Di kasus Miftah, kontroversi ini bermula dari pernyataannya yang dianggap oleh sebagian kelompok sebagai tidak sesuai dengan nilai-nilai keagamaan. Reaksi yang muncul begitu cepat: dari kritik keras di media sosial hingga munculnya 11 petisi online yang menuntut pencopotan Miftah dari jabatannya sebagai Utusan Khusus Presiden. Hal ini menunjukkan betapa kuatnya tekanan publik dalam membentuk opini dan keputusan politik.

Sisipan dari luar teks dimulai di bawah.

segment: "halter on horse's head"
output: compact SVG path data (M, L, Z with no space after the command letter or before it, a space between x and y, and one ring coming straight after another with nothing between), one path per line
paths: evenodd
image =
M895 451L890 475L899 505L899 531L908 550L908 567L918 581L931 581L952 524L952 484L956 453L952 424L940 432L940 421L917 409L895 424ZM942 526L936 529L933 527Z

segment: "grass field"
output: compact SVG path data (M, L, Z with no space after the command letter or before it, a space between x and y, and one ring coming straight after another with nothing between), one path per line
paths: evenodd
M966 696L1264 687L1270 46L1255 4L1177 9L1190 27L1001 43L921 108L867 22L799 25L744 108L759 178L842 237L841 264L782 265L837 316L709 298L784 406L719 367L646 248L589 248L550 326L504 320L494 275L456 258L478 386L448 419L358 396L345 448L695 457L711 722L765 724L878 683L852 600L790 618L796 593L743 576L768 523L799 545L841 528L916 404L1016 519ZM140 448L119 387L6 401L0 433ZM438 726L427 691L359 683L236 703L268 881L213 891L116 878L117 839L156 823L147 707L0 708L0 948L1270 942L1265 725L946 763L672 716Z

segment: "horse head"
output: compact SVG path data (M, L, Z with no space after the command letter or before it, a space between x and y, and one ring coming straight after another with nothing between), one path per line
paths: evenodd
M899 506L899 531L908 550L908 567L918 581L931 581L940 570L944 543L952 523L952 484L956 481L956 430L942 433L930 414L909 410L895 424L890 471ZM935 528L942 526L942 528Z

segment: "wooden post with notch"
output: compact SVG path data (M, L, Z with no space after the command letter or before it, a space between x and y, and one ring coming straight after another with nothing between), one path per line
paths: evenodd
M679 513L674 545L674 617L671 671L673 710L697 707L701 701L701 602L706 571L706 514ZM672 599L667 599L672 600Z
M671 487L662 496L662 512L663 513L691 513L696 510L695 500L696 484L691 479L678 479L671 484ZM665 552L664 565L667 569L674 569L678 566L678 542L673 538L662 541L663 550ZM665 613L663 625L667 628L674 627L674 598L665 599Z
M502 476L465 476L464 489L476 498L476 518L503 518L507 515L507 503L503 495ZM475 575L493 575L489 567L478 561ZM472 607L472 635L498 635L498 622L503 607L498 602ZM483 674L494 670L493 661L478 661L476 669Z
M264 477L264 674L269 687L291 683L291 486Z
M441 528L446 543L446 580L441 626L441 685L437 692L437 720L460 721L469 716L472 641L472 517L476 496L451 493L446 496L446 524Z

Mengapa Cancel Culture Dapat Berbahaya?
Fenomena ini bukan tanpa konsekuensi. Di satu sisi, cancel culture yang mulai dikenal sejak tahun 2014, memberikan ruang bagi masyarakat untuk menuntut akuntabilitas tokoh publik. Namun, di sisi lain, ia sering kali menjadi alat penghukuman tanpa ruang dialog dan refleksi.